Autora: Javiera Vidal
Diario El Ciudadano Informado, Liceo Gabriela Mistral (San Antonio)
Los adictos al vídeo juego, pueden pasar largas horas en sus computadores sin importarles el tiempo, si se alimentaron o asearon. No es mi caso, pero si el de mi hermano. Este vicio puede llevarles a estados de incomodidad, fatiga, irresponsabilidad en sus estudios,falta de respeto hacia sus padres y/o mayores, cuadros de ansiedad y/o depresivos.
Este es un tipo de adicción que se puede desarrollar de forma solitaria o grupal, como es el caso de mi hermano y sus compañeros de curso, quienes al sonar la campana del recreo corren, junto a celulares, tablets y computadores, hacia la biblioteca donde realizan su jornada de «tarreo».
Los adolescentes son el grupo más vulnerable a la adicción a estos vídeo juegos, cuyas consecuencias pueden ser nefastas en todo sentido para sus vidas.
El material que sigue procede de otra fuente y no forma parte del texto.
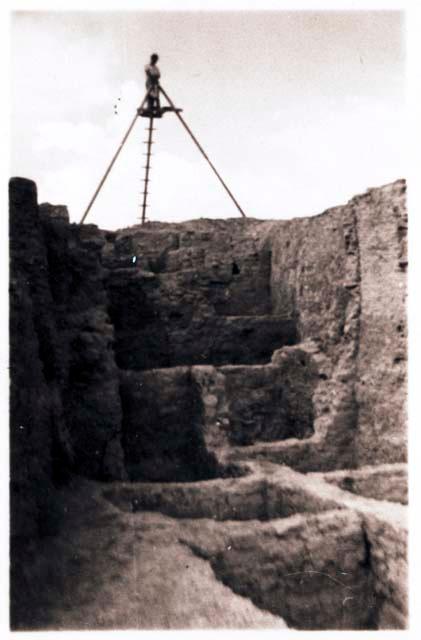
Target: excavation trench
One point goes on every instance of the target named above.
(313, 571)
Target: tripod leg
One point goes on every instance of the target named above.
(110, 166)
(202, 151)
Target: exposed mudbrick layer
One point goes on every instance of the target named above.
(220, 405)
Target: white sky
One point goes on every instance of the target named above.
(299, 111)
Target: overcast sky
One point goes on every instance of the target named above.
(299, 111)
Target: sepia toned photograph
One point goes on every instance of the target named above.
(208, 320)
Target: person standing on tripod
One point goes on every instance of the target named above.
(152, 84)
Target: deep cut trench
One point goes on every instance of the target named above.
(323, 583)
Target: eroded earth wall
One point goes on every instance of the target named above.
(177, 352)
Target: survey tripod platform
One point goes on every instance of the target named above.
(151, 114)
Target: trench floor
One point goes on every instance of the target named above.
(110, 569)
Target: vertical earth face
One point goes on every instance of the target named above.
(195, 393)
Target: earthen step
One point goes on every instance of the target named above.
(216, 340)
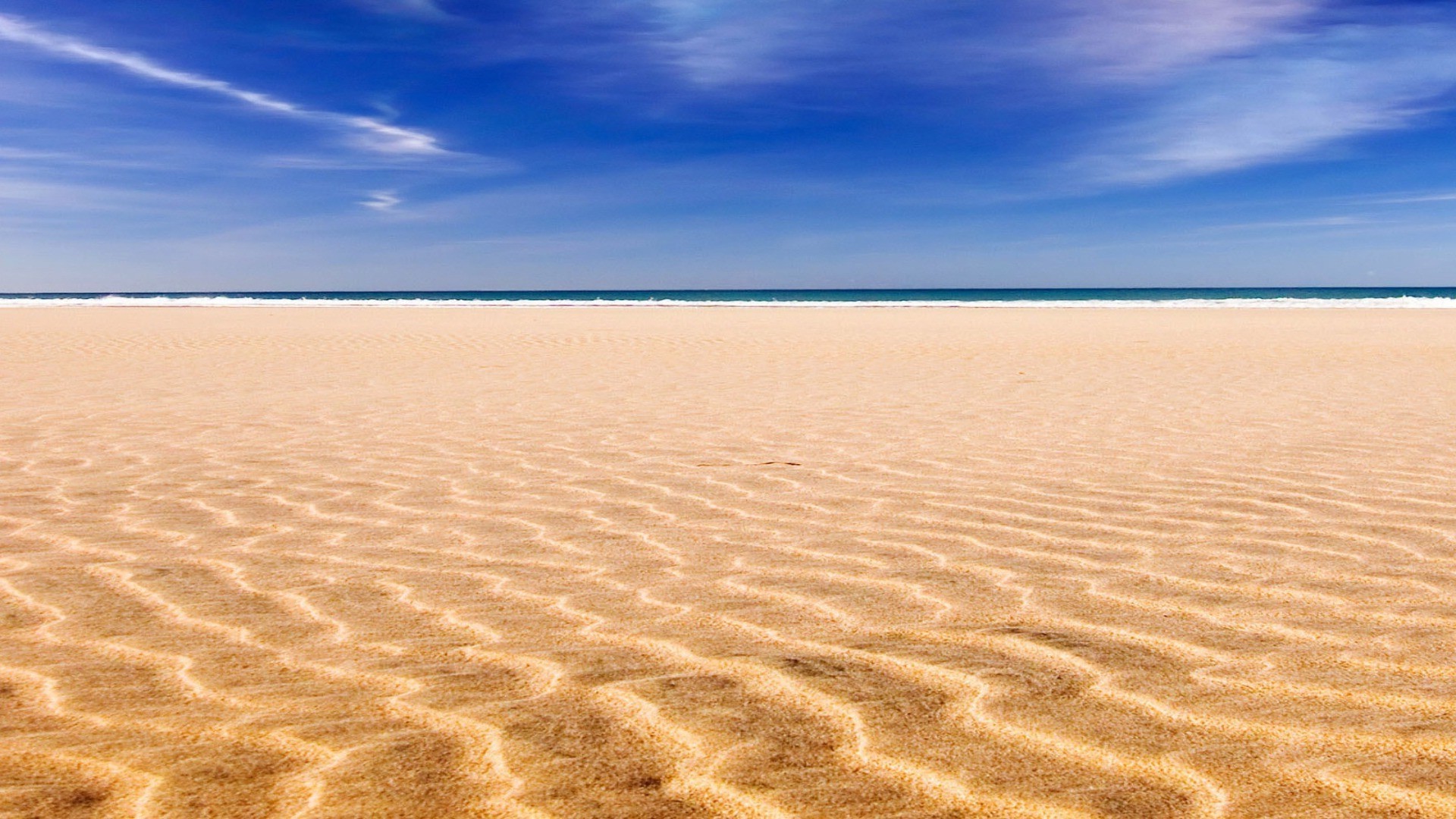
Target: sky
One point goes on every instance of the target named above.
(472, 145)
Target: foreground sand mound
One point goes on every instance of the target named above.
(767, 563)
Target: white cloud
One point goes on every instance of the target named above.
(382, 202)
(1139, 39)
(1285, 102)
(366, 131)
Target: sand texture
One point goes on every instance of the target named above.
(753, 563)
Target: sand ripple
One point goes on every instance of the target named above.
(727, 563)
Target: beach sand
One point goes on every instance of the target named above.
(764, 563)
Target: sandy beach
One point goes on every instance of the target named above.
(747, 563)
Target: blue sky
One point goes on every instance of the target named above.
(213, 145)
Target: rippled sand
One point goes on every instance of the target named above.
(752, 563)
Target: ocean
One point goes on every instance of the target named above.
(928, 297)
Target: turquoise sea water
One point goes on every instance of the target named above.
(1088, 297)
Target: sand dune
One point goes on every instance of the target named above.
(761, 563)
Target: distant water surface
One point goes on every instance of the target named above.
(1030, 297)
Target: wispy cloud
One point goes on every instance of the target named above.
(382, 202)
(1285, 102)
(1420, 199)
(1142, 39)
(364, 131)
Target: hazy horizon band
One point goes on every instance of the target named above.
(905, 297)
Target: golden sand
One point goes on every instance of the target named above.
(762, 563)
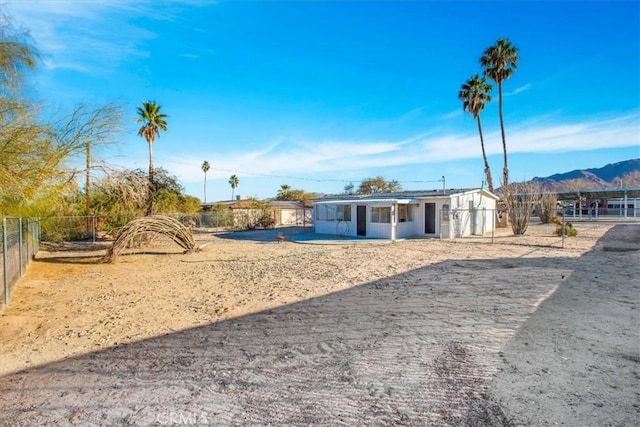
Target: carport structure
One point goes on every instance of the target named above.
(619, 202)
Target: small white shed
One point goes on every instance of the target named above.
(439, 213)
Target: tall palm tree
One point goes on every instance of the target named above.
(153, 122)
(474, 94)
(233, 181)
(283, 192)
(205, 168)
(499, 62)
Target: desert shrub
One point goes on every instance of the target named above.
(547, 208)
(520, 199)
(569, 231)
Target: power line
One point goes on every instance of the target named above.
(316, 179)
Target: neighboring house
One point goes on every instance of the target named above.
(439, 213)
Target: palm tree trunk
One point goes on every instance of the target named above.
(152, 184)
(487, 170)
(505, 170)
(87, 186)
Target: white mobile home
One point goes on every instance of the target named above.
(440, 213)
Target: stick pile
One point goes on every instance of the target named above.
(139, 228)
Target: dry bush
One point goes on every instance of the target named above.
(136, 230)
(547, 209)
(520, 199)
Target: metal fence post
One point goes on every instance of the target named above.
(20, 246)
(5, 261)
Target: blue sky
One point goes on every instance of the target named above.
(319, 94)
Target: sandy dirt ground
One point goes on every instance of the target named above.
(249, 331)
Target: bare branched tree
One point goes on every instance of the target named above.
(520, 199)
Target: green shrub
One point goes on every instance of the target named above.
(569, 231)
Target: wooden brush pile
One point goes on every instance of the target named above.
(140, 228)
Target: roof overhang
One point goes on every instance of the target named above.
(387, 201)
(604, 193)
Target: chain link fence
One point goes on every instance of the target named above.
(20, 243)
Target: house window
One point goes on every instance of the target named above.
(405, 213)
(329, 212)
(381, 214)
(343, 213)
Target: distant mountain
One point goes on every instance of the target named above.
(625, 174)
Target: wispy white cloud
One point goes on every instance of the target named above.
(452, 114)
(301, 157)
(90, 36)
(519, 90)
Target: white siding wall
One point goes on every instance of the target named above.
(472, 214)
(461, 220)
(295, 216)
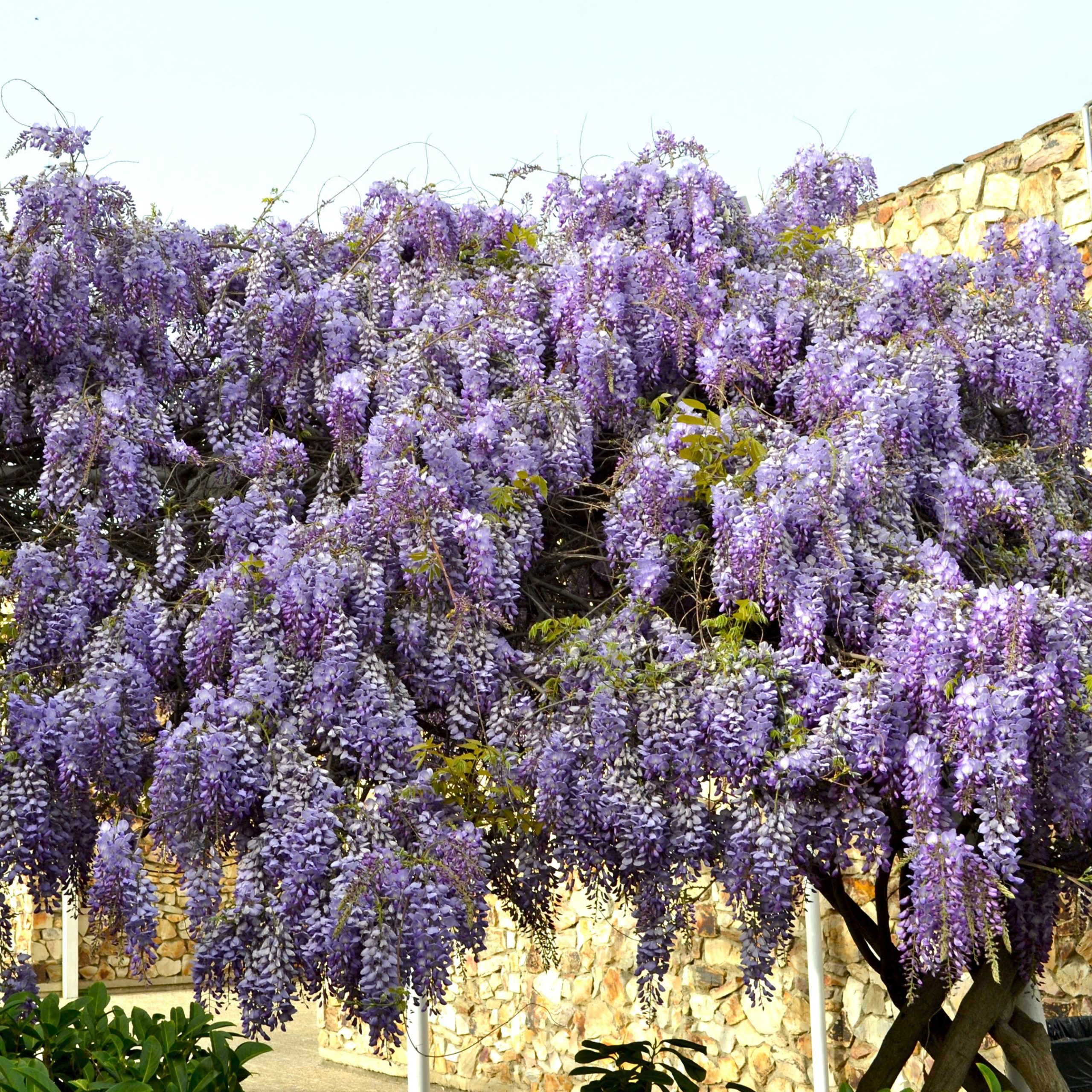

Si no se les pone control desde un inicio, el riesgo puede ser que caigan en el círculo vicioso de la dependencia a los juegos y desarrollar la ludopatía. El acceso liberado a internet y la gran variedad que existen de éstos en la red , permiten que accedamos sin límites de edad a ellos haciendo que con esto aumenten los casos de niños y niñas menores de doce años que se aficionan a estos juegos, que después les cuesta abandonar.
Otro problema que pueden acarrear son las competencias online, las que muchas veces tienden a exasperar el estado mental de los adolescentes o niños, lo he visto en mi hermano, quien en su afán de ganar a su adversario, no para hasta haberlo «asesinado». Por norma general, el juego no es malo al igual que no lo es sentir ganas de jugar. Es una forma de divertirnos y de evadir nuestra vida real. Podemos mantener un apego a ellos siempre que sepamos controlar nuestros límites y seamos conscientes de las repercusiones que pueden tener.